Comments: Automatic wiring will inevitably occupy a larger PCB area and generate many times more vias than manual wiring. Among products in large batches, the factors considered by PCB manufacturers for price reduction, apart from business factors, are the line width and the number of vias. They respectively affect the yield of PCB and the consumption of drill bits, saving the cost of suppliers, and thus finding reasons for price reduction.
Comment: There are many reasons why signals need to be pulled up and down, but not all of them need to be pulled up and down. Pull up and down the resistance to pull a SIMple input signal, and the current will be less than tens of microamps. But pull a driven signal, and the current will reach milliampere level. Today's systems often use 32 bits of address data, and possibly 244/245 isolated buses and other signals. If you pull up, several watts of power consumption will be consumed by these resistors.
Comment: If the unused I/O port is suspended, a little interference from the outside may become an input signal that oscillates repeatedly. The power consumption of MOS devices basically depends on the number of flips of the gate circuit. If you pull it up, each pin will also have microamp current, so the best way is to set it as an output (of course, no other driving signals can be connected outside)
Phenomenon 4: There are so many gates left in this FPGA, so you can play it to your heart's content
Comment: The power consumption of FGPA is proportional to the number of flip-flop used and the number of flips, so the power consumption of the same type of FPGA in different circuits at different times may vary by 100 times. Minimizing the number of flip flops is the fundamental way to reduce FPGA power consumption.
Comments: It is difficult to determine the power consumption of a chip that is not too complex internally. It is mainly determined by the current on the pin. An ABT16244 consumes less than 1 mA without a load, but its indicator is that each pin can drive a load of 60 mA (such as matching a resistance of tens of ohms). That is, the maximum power consumption of a full load can reach 60 * 16=960mA. Of course, the power supply current is so large that the heat falls on the load.
Phenomenon 6: There are so many control signals in the memory. I only need to use OE and WE signals on this board. Just ground the chip selection, so that the data will come out much faster during the read operation.
Comment: The power consumption of most memories will be more than 100 times greater when the chip selection is valid (regardless of OE and WE) than when the chip selection is invalid. Therefore, CS should be used to control the chip as much as possible, and the width of the chip selection pulse should be shortened as much as possible when other requirements are met.
Phenomenon 7: Why are these signals overshoot? As long as the match is good, it can be eliminated
Comments: Except for a few specific signals (such as 100BASE-T and CML), there are overshoots.
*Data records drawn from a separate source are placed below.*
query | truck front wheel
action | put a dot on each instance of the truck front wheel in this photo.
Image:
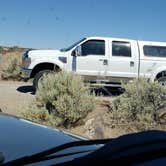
(39, 76)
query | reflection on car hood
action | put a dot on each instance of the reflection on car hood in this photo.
(20, 137)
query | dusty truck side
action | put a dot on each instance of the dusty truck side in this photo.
(100, 60)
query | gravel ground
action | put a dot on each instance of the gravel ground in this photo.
(14, 96)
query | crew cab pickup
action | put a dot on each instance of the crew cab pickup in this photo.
(100, 60)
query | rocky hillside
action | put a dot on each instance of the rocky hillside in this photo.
(5, 50)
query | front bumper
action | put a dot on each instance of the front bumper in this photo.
(26, 73)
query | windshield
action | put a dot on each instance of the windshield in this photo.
(73, 45)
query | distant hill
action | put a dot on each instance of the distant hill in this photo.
(5, 49)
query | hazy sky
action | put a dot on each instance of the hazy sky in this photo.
(59, 23)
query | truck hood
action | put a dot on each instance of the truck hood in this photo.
(45, 53)
(20, 137)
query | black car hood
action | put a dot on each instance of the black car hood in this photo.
(20, 137)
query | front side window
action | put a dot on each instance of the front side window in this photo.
(93, 47)
(120, 48)
(155, 51)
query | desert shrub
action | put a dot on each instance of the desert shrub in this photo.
(41, 115)
(11, 67)
(65, 97)
(140, 105)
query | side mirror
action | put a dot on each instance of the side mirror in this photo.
(77, 51)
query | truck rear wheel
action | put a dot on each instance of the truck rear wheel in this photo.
(39, 76)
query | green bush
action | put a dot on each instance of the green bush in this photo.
(140, 105)
(65, 97)
(11, 67)
(41, 115)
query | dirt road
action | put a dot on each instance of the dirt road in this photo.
(14, 96)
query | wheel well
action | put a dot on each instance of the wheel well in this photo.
(44, 66)
(161, 74)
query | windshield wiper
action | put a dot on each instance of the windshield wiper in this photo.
(44, 155)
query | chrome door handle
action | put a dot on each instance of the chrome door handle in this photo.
(131, 63)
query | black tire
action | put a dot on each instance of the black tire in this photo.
(162, 80)
(38, 76)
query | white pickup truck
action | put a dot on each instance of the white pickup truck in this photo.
(100, 60)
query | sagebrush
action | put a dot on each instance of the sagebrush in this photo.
(11, 68)
(65, 97)
(140, 106)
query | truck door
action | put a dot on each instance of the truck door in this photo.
(93, 60)
(124, 59)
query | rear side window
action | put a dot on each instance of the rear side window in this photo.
(120, 48)
(155, 51)
(93, 47)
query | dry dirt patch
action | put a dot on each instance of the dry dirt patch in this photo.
(14, 96)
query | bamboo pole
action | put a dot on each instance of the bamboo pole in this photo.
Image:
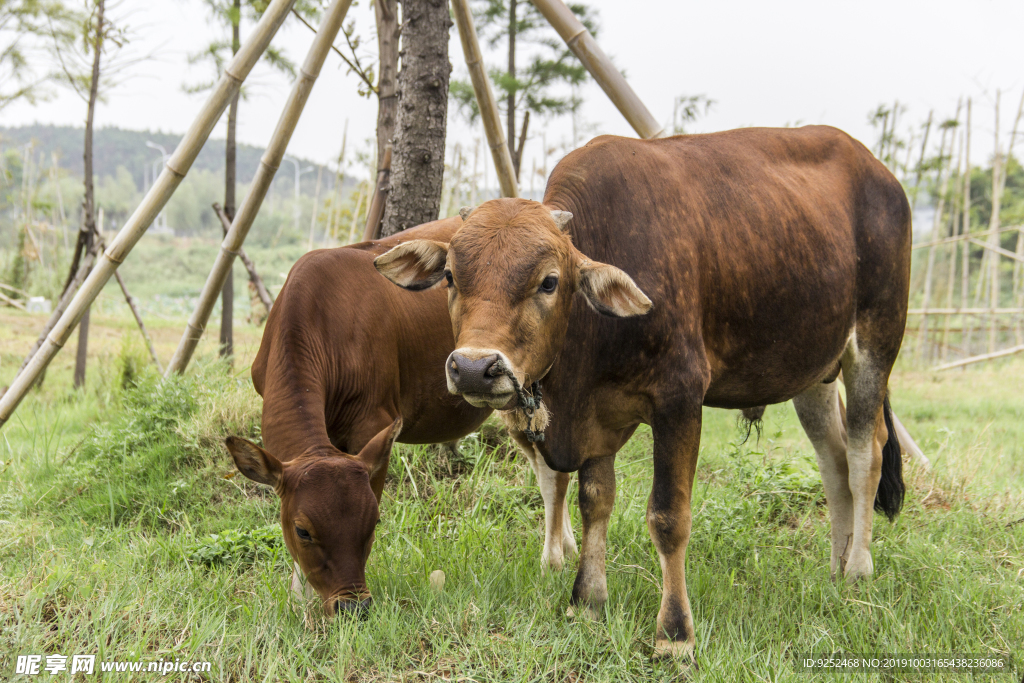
(485, 98)
(329, 28)
(174, 170)
(962, 238)
(355, 216)
(951, 279)
(993, 228)
(979, 358)
(963, 311)
(611, 81)
(1017, 283)
(312, 219)
(375, 213)
(930, 269)
(138, 318)
(921, 162)
(11, 302)
(264, 294)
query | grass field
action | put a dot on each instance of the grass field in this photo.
(123, 535)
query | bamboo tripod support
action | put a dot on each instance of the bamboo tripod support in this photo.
(485, 99)
(264, 294)
(175, 169)
(229, 248)
(597, 62)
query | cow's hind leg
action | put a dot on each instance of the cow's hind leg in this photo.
(820, 413)
(597, 497)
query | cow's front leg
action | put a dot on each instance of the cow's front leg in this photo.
(558, 538)
(597, 497)
(677, 439)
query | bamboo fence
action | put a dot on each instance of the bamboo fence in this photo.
(174, 171)
(957, 253)
(269, 163)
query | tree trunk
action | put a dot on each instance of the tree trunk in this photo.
(227, 294)
(418, 156)
(387, 98)
(510, 103)
(89, 203)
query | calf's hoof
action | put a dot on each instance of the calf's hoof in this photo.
(568, 546)
(859, 566)
(551, 562)
(679, 650)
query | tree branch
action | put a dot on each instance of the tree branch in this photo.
(356, 68)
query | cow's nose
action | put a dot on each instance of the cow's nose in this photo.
(472, 375)
(359, 608)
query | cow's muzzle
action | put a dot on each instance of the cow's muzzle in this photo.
(353, 608)
(479, 380)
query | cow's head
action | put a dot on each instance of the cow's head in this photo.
(511, 272)
(329, 511)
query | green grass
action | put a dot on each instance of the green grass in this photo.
(121, 535)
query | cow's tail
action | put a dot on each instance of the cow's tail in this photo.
(889, 498)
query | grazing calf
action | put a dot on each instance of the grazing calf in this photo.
(764, 262)
(349, 365)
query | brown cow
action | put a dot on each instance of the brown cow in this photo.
(771, 259)
(348, 365)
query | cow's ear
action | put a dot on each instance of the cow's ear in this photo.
(611, 292)
(377, 454)
(414, 265)
(254, 462)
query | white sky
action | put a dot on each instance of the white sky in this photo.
(766, 63)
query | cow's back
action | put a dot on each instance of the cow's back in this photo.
(748, 243)
(344, 352)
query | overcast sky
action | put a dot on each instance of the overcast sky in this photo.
(765, 63)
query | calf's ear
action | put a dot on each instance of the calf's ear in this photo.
(414, 265)
(377, 453)
(611, 292)
(254, 462)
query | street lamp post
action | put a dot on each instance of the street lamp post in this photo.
(157, 167)
(296, 209)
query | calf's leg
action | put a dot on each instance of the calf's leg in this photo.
(865, 388)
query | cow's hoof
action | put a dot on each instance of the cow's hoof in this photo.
(582, 611)
(551, 562)
(680, 651)
(676, 650)
(859, 566)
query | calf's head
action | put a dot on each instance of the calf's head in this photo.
(511, 272)
(329, 511)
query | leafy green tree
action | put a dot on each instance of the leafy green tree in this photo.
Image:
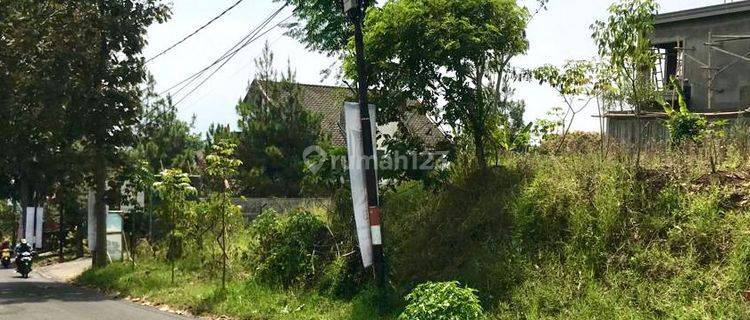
(275, 129)
(442, 54)
(219, 132)
(576, 83)
(624, 43)
(174, 188)
(221, 168)
(106, 103)
(35, 77)
(164, 140)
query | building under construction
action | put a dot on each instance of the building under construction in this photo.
(707, 50)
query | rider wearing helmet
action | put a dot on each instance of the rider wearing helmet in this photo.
(22, 247)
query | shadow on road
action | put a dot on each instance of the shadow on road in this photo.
(32, 291)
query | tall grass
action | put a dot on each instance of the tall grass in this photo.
(581, 236)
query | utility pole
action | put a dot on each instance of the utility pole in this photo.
(355, 9)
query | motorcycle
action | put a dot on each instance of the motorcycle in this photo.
(24, 264)
(5, 258)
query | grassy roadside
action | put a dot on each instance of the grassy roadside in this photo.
(244, 299)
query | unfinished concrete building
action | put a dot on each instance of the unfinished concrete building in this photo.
(708, 51)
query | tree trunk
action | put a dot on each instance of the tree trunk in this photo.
(61, 257)
(479, 150)
(100, 211)
(79, 239)
(224, 247)
(24, 203)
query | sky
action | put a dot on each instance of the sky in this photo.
(556, 35)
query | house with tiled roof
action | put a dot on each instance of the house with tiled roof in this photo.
(328, 102)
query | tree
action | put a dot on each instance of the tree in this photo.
(164, 140)
(35, 77)
(444, 54)
(624, 42)
(275, 129)
(106, 104)
(221, 168)
(174, 188)
(576, 83)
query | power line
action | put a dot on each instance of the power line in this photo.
(230, 58)
(189, 80)
(196, 31)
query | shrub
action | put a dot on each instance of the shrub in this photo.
(471, 216)
(442, 301)
(288, 248)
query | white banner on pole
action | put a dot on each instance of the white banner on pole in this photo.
(33, 233)
(39, 227)
(28, 232)
(357, 175)
(91, 221)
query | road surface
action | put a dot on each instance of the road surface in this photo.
(38, 298)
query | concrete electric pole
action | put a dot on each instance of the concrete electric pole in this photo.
(355, 9)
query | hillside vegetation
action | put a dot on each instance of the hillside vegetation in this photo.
(538, 236)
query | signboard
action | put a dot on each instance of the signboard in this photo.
(357, 175)
(114, 236)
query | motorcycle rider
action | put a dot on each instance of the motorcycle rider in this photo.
(22, 247)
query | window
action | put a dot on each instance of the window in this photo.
(669, 63)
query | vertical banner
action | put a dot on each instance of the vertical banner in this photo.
(91, 221)
(39, 229)
(356, 163)
(34, 227)
(114, 236)
(28, 230)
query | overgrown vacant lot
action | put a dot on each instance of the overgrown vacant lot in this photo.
(539, 236)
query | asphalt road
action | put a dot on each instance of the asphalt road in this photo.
(38, 298)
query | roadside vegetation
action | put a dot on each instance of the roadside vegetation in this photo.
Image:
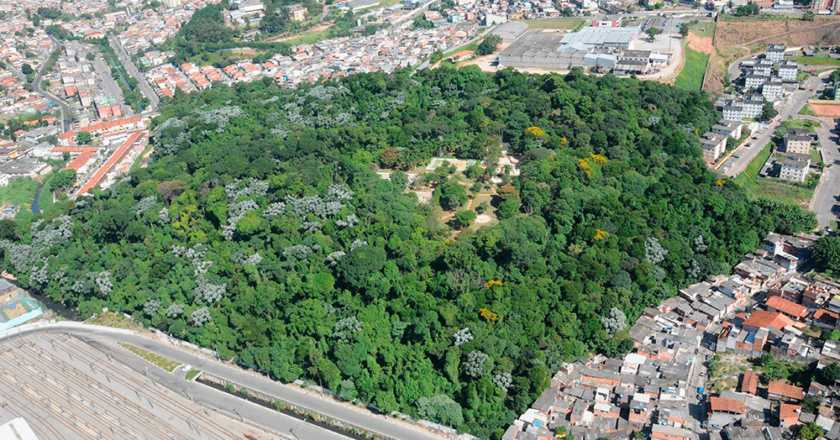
(162, 362)
(261, 230)
(691, 75)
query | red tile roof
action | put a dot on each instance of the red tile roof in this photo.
(727, 405)
(80, 161)
(112, 161)
(785, 390)
(111, 124)
(788, 411)
(764, 319)
(749, 383)
(786, 306)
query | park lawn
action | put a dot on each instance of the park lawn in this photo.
(705, 29)
(691, 76)
(162, 362)
(554, 23)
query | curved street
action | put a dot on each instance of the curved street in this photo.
(277, 422)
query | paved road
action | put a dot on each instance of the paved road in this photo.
(827, 193)
(36, 86)
(106, 81)
(234, 407)
(292, 394)
(135, 73)
(734, 166)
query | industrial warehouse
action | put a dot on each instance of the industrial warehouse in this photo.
(599, 49)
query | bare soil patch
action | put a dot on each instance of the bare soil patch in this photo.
(700, 44)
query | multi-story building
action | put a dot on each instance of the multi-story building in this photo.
(788, 70)
(754, 81)
(797, 143)
(775, 52)
(713, 145)
(733, 111)
(795, 167)
(297, 12)
(728, 128)
(752, 106)
(771, 90)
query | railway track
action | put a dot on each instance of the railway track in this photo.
(69, 395)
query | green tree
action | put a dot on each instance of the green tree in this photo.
(63, 180)
(463, 219)
(809, 431)
(8, 229)
(827, 254)
(452, 195)
(830, 373)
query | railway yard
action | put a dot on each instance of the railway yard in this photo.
(68, 389)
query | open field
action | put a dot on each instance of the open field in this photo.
(801, 123)
(162, 362)
(737, 37)
(19, 192)
(760, 187)
(310, 36)
(726, 370)
(691, 76)
(111, 319)
(704, 29)
(554, 23)
(66, 388)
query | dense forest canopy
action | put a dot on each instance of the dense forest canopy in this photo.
(261, 229)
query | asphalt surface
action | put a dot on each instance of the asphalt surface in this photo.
(736, 165)
(292, 394)
(106, 81)
(36, 86)
(135, 73)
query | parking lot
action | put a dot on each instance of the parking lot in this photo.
(67, 389)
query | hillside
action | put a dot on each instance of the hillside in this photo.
(738, 37)
(262, 230)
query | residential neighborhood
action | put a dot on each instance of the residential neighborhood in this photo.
(701, 366)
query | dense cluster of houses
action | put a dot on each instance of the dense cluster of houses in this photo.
(385, 51)
(765, 306)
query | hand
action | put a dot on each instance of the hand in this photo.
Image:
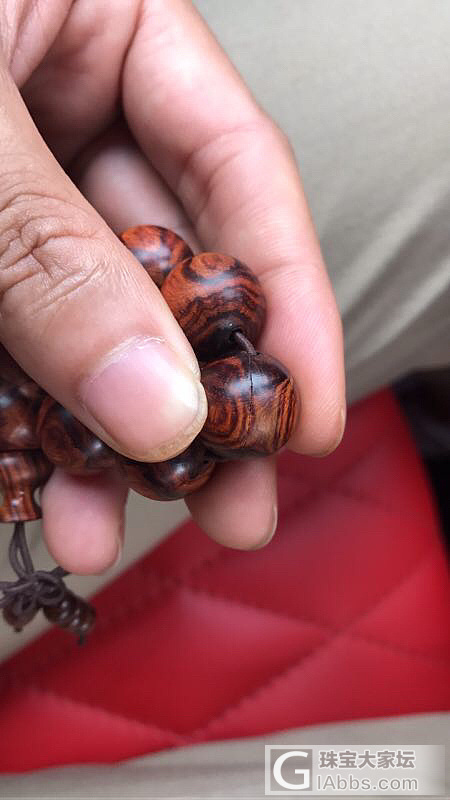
(139, 105)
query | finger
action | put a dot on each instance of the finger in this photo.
(125, 189)
(83, 521)
(235, 175)
(238, 506)
(77, 312)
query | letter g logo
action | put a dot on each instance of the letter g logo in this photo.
(304, 774)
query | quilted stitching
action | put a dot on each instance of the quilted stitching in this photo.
(312, 628)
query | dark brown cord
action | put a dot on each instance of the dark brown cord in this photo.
(38, 589)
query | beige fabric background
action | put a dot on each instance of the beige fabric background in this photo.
(362, 89)
(233, 769)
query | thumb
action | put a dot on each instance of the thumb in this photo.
(77, 311)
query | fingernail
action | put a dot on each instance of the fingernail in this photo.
(149, 404)
(271, 532)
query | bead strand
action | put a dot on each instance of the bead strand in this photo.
(253, 408)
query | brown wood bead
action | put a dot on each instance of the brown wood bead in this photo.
(18, 415)
(72, 613)
(20, 474)
(213, 296)
(68, 444)
(157, 249)
(172, 479)
(252, 405)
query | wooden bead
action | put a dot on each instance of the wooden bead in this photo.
(72, 613)
(18, 415)
(252, 405)
(68, 444)
(172, 479)
(157, 249)
(211, 297)
(20, 474)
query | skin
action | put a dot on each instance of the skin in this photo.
(131, 113)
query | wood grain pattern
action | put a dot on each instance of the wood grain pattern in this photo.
(157, 249)
(68, 444)
(172, 479)
(213, 296)
(21, 473)
(252, 405)
(19, 407)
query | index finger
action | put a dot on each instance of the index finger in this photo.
(236, 176)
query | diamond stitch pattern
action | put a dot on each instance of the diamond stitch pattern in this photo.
(343, 615)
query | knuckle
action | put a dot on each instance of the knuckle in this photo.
(44, 249)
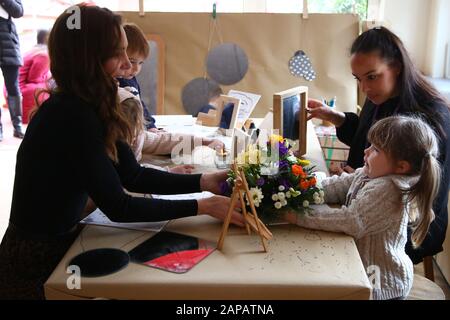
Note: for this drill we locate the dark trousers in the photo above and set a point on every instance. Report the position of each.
(11, 75)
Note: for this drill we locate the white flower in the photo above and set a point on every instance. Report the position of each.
(256, 195)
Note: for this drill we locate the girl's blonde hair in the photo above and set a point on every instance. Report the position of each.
(411, 139)
(134, 114)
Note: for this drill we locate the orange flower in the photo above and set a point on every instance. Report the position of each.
(297, 170)
(304, 184)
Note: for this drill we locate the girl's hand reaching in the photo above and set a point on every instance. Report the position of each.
(182, 169)
(211, 181)
(317, 109)
(217, 207)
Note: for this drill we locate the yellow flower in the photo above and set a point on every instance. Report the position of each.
(304, 163)
(276, 137)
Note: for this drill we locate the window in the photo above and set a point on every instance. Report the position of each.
(270, 6)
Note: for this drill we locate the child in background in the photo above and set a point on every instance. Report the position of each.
(137, 51)
(397, 185)
(133, 110)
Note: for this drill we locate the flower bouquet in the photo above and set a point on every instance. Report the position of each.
(279, 182)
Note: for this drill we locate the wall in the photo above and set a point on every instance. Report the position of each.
(269, 40)
(409, 19)
(439, 37)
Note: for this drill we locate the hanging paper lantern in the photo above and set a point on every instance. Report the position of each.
(196, 94)
(227, 63)
(300, 66)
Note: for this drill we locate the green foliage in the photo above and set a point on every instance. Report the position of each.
(339, 6)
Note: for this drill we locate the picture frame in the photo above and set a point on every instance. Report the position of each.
(214, 116)
(239, 142)
(288, 107)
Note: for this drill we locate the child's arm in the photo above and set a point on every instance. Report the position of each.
(373, 210)
(161, 143)
(336, 187)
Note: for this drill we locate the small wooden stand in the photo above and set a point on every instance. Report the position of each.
(251, 219)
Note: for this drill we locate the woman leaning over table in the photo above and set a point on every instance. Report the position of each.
(75, 147)
(393, 85)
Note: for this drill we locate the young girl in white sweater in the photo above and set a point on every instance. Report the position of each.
(396, 186)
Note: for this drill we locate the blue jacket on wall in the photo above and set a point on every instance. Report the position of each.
(9, 40)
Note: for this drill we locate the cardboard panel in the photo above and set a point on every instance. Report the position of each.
(269, 41)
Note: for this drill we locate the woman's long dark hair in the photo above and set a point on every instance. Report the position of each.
(77, 56)
(415, 92)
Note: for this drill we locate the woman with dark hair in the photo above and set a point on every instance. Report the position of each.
(393, 85)
(62, 163)
(10, 61)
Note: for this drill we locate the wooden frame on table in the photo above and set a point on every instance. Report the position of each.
(152, 77)
(213, 117)
(280, 121)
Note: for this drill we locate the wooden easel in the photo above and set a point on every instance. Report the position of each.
(251, 219)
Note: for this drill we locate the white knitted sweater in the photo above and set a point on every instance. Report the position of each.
(374, 214)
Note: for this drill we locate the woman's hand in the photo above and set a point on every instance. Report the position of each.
(217, 207)
(319, 110)
(213, 144)
(211, 181)
(182, 169)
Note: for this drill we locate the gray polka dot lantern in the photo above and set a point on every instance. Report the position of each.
(300, 66)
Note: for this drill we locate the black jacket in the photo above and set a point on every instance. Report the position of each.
(55, 173)
(354, 133)
(9, 40)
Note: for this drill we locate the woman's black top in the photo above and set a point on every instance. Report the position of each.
(62, 160)
(354, 133)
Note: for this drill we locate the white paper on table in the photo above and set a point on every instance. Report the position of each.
(100, 219)
(186, 196)
(3, 13)
(248, 103)
(174, 120)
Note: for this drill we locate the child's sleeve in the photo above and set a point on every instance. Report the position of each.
(336, 187)
(161, 143)
(372, 211)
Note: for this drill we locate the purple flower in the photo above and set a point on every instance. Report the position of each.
(260, 182)
(283, 150)
(225, 188)
(285, 182)
(283, 164)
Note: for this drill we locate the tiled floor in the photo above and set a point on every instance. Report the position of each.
(8, 150)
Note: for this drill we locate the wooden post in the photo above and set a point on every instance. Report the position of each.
(251, 219)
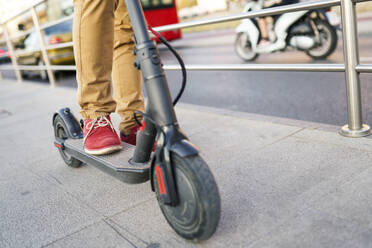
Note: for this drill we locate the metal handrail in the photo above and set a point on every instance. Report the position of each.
(351, 68)
(56, 22)
(22, 11)
(261, 67)
(60, 45)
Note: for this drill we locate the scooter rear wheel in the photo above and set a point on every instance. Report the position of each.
(243, 47)
(61, 134)
(197, 215)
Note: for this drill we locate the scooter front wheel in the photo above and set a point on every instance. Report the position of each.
(197, 214)
(61, 134)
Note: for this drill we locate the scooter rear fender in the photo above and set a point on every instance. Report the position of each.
(74, 130)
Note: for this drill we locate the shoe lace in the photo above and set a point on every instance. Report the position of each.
(96, 123)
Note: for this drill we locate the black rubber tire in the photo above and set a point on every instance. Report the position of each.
(61, 134)
(198, 195)
(241, 52)
(332, 33)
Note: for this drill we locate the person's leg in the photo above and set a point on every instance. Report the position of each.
(126, 79)
(263, 29)
(93, 37)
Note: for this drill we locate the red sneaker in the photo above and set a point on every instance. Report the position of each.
(100, 137)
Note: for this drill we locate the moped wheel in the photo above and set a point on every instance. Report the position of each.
(243, 47)
(60, 133)
(198, 213)
(328, 41)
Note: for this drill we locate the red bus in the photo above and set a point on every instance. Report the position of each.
(160, 13)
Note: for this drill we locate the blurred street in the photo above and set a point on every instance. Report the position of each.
(316, 97)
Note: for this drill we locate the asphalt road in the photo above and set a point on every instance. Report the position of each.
(309, 96)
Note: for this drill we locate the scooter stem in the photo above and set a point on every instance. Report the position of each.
(160, 106)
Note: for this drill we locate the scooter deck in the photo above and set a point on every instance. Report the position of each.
(116, 164)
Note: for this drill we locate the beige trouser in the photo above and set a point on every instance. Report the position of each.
(103, 44)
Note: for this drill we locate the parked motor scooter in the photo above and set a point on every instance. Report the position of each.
(309, 31)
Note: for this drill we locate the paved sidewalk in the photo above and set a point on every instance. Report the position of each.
(283, 183)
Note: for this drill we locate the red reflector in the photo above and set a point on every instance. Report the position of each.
(55, 40)
(143, 126)
(160, 179)
(57, 145)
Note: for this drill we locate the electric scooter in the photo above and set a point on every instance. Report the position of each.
(184, 185)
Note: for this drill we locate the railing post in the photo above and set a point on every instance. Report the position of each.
(13, 58)
(355, 127)
(44, 51)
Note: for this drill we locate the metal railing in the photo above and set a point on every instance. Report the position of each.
(351, 67)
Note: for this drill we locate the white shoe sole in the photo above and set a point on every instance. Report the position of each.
(104, 151)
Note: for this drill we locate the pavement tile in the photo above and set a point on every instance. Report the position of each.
(99, 235)
(335, 139)
(34, 211)
(314, 228)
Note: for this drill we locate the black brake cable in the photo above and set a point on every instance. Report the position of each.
(180, 61)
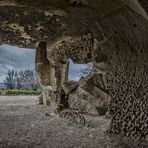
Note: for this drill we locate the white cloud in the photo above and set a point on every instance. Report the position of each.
(18, 59)
(15, 58)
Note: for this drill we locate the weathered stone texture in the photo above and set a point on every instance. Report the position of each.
(113, 33)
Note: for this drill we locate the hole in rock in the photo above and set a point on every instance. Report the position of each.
(17, 70)
(76, 71)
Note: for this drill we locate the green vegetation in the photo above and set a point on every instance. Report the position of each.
(16, 92)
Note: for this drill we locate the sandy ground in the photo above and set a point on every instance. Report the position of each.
(23, 124)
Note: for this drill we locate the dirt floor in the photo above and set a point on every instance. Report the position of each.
(24, 124)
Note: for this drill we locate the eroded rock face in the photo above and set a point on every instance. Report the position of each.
(84, 30)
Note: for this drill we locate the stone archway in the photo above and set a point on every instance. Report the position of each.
(112, 32)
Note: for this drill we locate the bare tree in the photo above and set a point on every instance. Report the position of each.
(24, 79)
(20, 80)
(10, 79)
(31, 79)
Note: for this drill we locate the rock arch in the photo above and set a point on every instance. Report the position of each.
(115, 34)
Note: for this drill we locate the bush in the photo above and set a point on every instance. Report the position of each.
(20, 92)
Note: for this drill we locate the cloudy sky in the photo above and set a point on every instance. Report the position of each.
(19, 59)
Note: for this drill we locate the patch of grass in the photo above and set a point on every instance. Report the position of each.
(16, 92)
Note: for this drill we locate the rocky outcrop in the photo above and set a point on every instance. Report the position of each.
(110, 32)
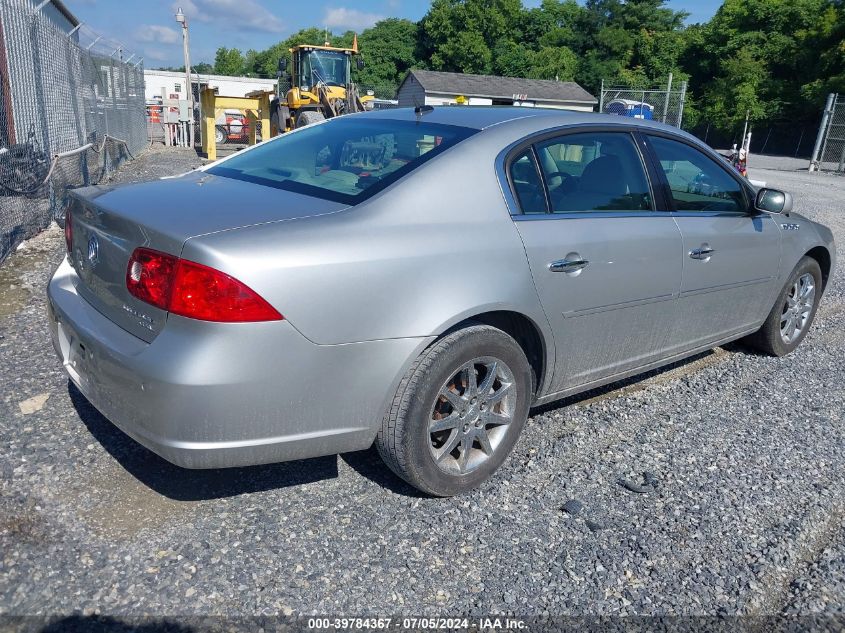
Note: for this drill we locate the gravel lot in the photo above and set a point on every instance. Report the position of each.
(746, 516)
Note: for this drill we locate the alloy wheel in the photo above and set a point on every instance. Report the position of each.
(471, 415)
(797, 308)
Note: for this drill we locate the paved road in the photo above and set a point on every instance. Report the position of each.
(746, 517)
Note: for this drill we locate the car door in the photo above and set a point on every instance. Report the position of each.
(607, 267)
(731, 252)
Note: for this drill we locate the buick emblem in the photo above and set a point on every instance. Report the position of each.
(93, 250)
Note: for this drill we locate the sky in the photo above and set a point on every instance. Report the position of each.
(149, 29)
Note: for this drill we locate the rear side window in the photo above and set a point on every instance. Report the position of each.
(696, 181)
(346, 160)
(594, 171)
(527, 184)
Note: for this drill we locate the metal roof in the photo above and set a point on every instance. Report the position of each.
(492, 86)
As long as they are not very large, they do not need to be matched, even if the matching is not the best. For example, the output impedance of TTL is less than 50 ohms, and some even 20 ohms. If such a large matching resistance is also used, the current will be very large, the power consumption will be unacceptable, and the signal amplitude will be too small to use. In addition, the output impedance of general signals at high output level and low output level is not the same, and there is no way to achieve complete matching. Therefore, the matching of TTL, LVDS, 422 and other signals is acceptable as long as overshoot is achieved.
Phenomenon 8: Reducing power consumption is a matter for hardware personnel, not software.
Comment: The hardware is just a stage, but the software is the singer. The access to almost every chip on the bus and the overturning of every signal are almost controlled by the software. If the software can reduce the number of accesses to external memory (use more register variables, use more internal CACHE, etc.) Timely response to interrupts (interrupts are usually low level and have pull-up resistors) and other specific measures for specific boards will make a great contribution to reducing power consumption.
Principle of PCB layout review
1. Whether the system layout can ensure the reasonable or optimal wiring, whether it can ensure the reliable wiring, and whether it can ensure the reliability of circuit work. In the layout, it is necessary to have an overall understanding and planning of the signal direction and the power and ground network.
2. Whether the size of the printed circuit board is consistent with the size of the processing drawing, whether it meets the requirements of the PCB manufacturing process, and whether there are behavior MARKs. This requires special attention. The circuit layout and wiring of many PCB boards are designed beautifully and reasonably, but the precise positioning of the positioning connector is neglected, which makes the designed circuit unable to connect with other circuits.
3. Whether the components have conflicts in 2D and 3D space. Pay attention to the actual size of the device, especially the height of the device. The height of components without layout in welding shall not exceed 3mm generally.
4. Whether the Layout of components is dense, orderly and orderly, and whether they are completely distributed. In the layout of components, it is not only necessary to consider the direction and type of signals, places needing attention or protection, but also the overall density of component layout to achieve uniform density. The circuit board manufacturer explains the eight major mistakes in circuit design of circuit boards and the principle of reviewing PCB drawings during PCB layout.